—¿Llevan sotanas?
—No. Ninguno de los dos es sacerdote, creo que ambos perdieron esa condición. Es parte de las desgracias que trae para las personas venir a esta isla.
—Espero no esté pensando que me pasará lo mismo.
—Si no desea contaminarse no vaya a ver a esos hombres, no son puros de corazón.
—¿Por qué dice eso?
—Por que una vez que se ha estado en contacto con el maligno, este nunca deja de tener control de una parte de ti.
—Tengo que hablar con ellos para saber qué me espera en Haití, ahora que Baby Doc no me tiene por bien recibido.
—Eso se lo puedo decir yo, sin necesidad de ver a esos hombres.
—¿Qué cree que pasará conmigo?
—Usted terminará igual que Barragán y Casas, también será expulsado de la iglesia.

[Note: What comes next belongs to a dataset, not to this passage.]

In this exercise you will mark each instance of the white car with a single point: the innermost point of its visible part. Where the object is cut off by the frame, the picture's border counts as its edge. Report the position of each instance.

—Aun así debo correr el riesgo.
—Vaya con Dios padre. Si lo desea, despertaré a Nomoko para que lo acompañe.
—No. Deje dormir al chico, ya lo he metido en bastantes problemas.
—Supongo que Jean no deseará acompañarlo. Ayer estaba realmente molesto con usted.

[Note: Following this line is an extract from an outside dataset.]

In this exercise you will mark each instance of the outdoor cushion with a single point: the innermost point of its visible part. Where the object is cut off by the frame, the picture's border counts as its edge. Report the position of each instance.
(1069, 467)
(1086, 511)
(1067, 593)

—Se ha molestado por nada. Empezó a decir tonterías respecto a Amanda Strout.
—Y la mujer se interpone entre dos hombres que se aprecian.

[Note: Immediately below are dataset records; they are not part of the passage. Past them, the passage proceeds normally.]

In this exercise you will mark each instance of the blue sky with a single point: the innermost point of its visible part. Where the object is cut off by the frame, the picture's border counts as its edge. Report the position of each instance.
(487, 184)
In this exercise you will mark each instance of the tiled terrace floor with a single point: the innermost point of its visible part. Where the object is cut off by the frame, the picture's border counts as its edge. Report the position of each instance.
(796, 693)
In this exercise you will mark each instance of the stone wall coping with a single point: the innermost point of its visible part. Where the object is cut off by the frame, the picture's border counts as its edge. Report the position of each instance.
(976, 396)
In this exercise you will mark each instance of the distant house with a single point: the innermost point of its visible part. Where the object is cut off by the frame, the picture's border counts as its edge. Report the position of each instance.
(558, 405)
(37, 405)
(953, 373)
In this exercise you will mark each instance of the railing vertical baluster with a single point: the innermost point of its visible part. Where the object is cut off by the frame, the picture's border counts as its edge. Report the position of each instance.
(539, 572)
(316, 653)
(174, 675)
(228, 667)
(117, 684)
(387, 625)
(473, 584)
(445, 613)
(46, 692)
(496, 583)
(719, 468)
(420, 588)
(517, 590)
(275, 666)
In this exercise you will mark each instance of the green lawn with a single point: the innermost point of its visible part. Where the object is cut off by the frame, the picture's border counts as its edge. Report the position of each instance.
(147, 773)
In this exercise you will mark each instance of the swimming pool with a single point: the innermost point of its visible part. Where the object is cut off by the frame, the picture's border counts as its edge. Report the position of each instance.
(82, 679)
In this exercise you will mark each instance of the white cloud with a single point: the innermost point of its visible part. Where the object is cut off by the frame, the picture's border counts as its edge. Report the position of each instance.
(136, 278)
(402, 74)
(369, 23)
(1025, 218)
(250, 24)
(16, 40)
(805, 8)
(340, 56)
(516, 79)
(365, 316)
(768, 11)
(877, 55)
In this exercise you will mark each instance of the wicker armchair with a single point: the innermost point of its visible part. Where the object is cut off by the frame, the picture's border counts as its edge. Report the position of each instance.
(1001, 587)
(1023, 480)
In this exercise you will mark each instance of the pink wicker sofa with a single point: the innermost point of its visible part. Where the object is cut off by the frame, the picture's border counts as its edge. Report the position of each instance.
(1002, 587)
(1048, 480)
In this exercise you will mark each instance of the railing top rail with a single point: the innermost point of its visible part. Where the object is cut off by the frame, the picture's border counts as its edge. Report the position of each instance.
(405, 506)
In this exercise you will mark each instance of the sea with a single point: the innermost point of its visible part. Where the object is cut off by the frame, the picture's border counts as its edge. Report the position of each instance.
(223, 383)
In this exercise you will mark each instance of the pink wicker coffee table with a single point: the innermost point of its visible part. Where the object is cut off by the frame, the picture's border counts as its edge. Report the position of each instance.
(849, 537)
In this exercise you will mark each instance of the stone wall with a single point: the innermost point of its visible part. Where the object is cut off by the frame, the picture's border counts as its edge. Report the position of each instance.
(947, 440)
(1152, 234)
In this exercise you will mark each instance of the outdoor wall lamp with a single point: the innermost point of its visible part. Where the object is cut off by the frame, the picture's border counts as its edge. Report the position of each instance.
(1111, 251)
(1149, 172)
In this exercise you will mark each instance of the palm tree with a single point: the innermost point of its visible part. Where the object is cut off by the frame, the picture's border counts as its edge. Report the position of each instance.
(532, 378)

—No ha hecho nada que la haga responsable, tan solo me atendió bien cuando fui al palacio y luego me recogió en la carretera cuando caminaba hacia aquí.
—¿Y le parece coincidencia?
—¿El que viniera en la misma dirección?
—Por supuesto. Nada tiene que hacer esa mujer de este lado de la isla y sin embargo…
—Amanda odia a la Mano de los Muertos.
—Pero se acuesta con Baby Doc.
—No hable de esa manera.
—¡Ay padre Kennedy, que fácil sucumbió usted a ese súcubo. No se da cuenta que los demonios suelen tomar forma de mujer para arrastrar a los adolescentes como Baby Doc y a los monjes o en este caso un sacerdote.
—¿Eso es Amanda para ustedes? Un súcubo, un demonio con forma de mujer.
—Usted sabe más de eso que yo.
—Son tonterías medievales.
—Toda historia tiene algo de cierto.
—Y mucho de fantasía.
—Padre Kennedy, debe usted comulgar con Dios, coma de su carne y beba de su sangre.
—Mama Candau, no se preocupe usted por mí. Puede estar segura de que no me meteré en problemas con la señorita Strout, sea o no un súcubo como usted dice, no tengo intención de renunciar al sacerdocio.
—No diga que no lo alerté padre Kennedy.
Kennedy partió luego de besar las manos de la anciana que lucía sinceramente preocupada por él. El viajar solo no le preocupaba, pero sí el saber que Jean, que era su único amigo o al menos persona de confianza, lo consideraba una especie de hereje por dejarse llevar por la belleza de Amanda.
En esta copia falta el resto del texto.